June 22, 2014

Science: How can you know the latest science?

Last night I got a question and comment about science. In short, it was, "how do non-scientist people know the content of recent science? The Government does not seem to be doing good job to let people know the result, does it?"

To track the latest of contemporary science, you got to know where to look at. I'll write a little bit about how the results are disseminated to researchers and to the public.

I don't know how the rocket science people do it, though. I'll answer his question with an example of cancer and food relationship in my study field; Carcinogenesis and Cancer Chemoprevention.

In cancer chemoprevention research field, there are a few major questions. 

One question is, "what diet compound or drug is good to prevent a (specific) cancer". Be it colon, lung, liver, pancreas....the research field is sectioned by organ.

We cannot use people for medical experiments for obvious reasons. Only solid preclinical results with strong rationale may allow testing in human clinical trials. 

So, scientists have a set of model systems for each organ, that are supposed to reflect human's. The model may be a transgenic mouse model that develop a particular type of cancer. The model may be rats treated with a set of chemicals that challenge and cause specific condition, like colitis or cancer in liver or colon or other organs....you get the picture? 

Then scientists test a diet, dietary compound/chemical, or a drug (experimental or established) on the model, and see whether the cancer or the condition is improved. In case of cancer, incidence, size and multiplicity are main things to monitor.

Another major question is somewhat more academic; How does cancer come into being? Research on the mechanistic aspect of carcinogenesis is critical to come up with a new hypothesis that may lead to a new cancer prevention, diagnosis and/or therapy.

Anyways, researchers do the research, and get the results. Let's say it's time to publish the results.

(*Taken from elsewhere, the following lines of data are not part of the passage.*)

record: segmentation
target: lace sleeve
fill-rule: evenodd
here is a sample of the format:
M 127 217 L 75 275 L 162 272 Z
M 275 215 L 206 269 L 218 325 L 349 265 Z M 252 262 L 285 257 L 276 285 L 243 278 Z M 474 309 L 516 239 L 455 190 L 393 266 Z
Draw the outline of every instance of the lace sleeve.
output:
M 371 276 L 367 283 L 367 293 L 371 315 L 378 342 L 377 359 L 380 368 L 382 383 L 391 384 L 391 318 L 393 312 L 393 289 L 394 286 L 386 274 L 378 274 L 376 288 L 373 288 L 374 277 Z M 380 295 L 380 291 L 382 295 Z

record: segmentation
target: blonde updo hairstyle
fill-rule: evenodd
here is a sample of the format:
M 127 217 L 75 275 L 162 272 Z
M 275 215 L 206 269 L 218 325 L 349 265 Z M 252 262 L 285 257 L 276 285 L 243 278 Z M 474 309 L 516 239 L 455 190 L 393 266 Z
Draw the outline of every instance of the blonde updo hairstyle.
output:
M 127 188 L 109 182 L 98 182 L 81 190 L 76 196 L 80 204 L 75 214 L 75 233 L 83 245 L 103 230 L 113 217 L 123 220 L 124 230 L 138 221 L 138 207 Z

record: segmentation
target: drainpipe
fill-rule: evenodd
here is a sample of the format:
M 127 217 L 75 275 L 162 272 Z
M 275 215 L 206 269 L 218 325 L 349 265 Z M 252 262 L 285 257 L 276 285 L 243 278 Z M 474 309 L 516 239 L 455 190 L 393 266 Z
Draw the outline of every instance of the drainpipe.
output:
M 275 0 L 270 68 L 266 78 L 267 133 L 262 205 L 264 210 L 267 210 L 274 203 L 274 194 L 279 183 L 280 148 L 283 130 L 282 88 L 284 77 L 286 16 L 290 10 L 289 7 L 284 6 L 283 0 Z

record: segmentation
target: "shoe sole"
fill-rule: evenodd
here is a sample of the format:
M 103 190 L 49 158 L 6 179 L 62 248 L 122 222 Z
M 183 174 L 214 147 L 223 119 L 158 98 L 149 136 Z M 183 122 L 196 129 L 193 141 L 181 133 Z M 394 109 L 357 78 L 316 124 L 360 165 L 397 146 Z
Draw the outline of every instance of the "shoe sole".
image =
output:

The results are disseminated in three tiers. Tier 1; Primary publications that appear in specialized scientific journals after peer review, and tier 2 and 3; secondary and the downstream publications, as in public relations document or an article in newspaper or health magazine.

Tier 1 publications can be viewed or searched through Pubmed (http://www.ncbi.nlm.nih.gov/pubmed). It's the  government-maintained database for publications in medical science. If you want to know a latest publication for, say, colon cancer, go there, type in the key words, and you get 107896 hits as of today. I consider academic/medical textbooks as tier 1, too.

Tier 2 and 3 publications play a major role in communicating the scientific "results" to non-scientists and lay people.

In terms of colon cancer chemoprevention, there is a curatorial site maintained by French scientists.  http://www7.inra.fr/internet/Projets/reseau-nacre/sci-memb/corpet/indexan.html

For more general result, some cancer centers are including diet advice based on research publications.

An example is this one at the Sloan Kettering Memorial Cancer Center.
http://www.mskcc.org/cancer-care/integrative-medicine/about-herbs

And of course the National Cancer Institute (NCI).
An example page.  http://www.cancer.gov/cancertopics/factsheet/diet

Some organizations have a focus on investigating relationship between cancer and nutrition and/or lifestyle (e.g. exercise).

American Institute for Cancer Research (AICR) is an example. http://www.aicr.org/

American Cancer Society (ACS) (http://www.cancer.org/) provides good amount of educational information about cancer.

There are many more. Once you hit the right place, there are many links you can follow.

Looking at the contents of the tier 1 and/or 2 publications, science writers, magazine columnists and bloggers write their articles (tier 3). It's something like,

Livestrong foundation  http://www.livestrong.com/
Health magazine   http://www.health.com/health/service/magazine

I say wikipedia is tier 3 source, because the writers accountable for the articles are unidentifiable.

The lower the tier, the message is more generalized and easier to understand, but perhaps less accurate.

"Miracle cure" diet supplements and all are, in many cases, baseless and unsupported by solid science. Don't fall for that.


If you want to know the contents of near-future science, you can track and have a glimpse of the contents of currently funded research (meaning, the results may not be published, yet). Abstracts of Government-funded grants are searchable.


Hope this answers the question and helps to look for more solid information we scientists rely on.

Science does make progress, and today's tier 1 information may be revised in the future. But it will always help to know how to distinguish tier 1, 2 and 3.

PS
 In addition, there is tier 0, personal communication among the researchers in the field. But it doesn't have to be publicized, does it?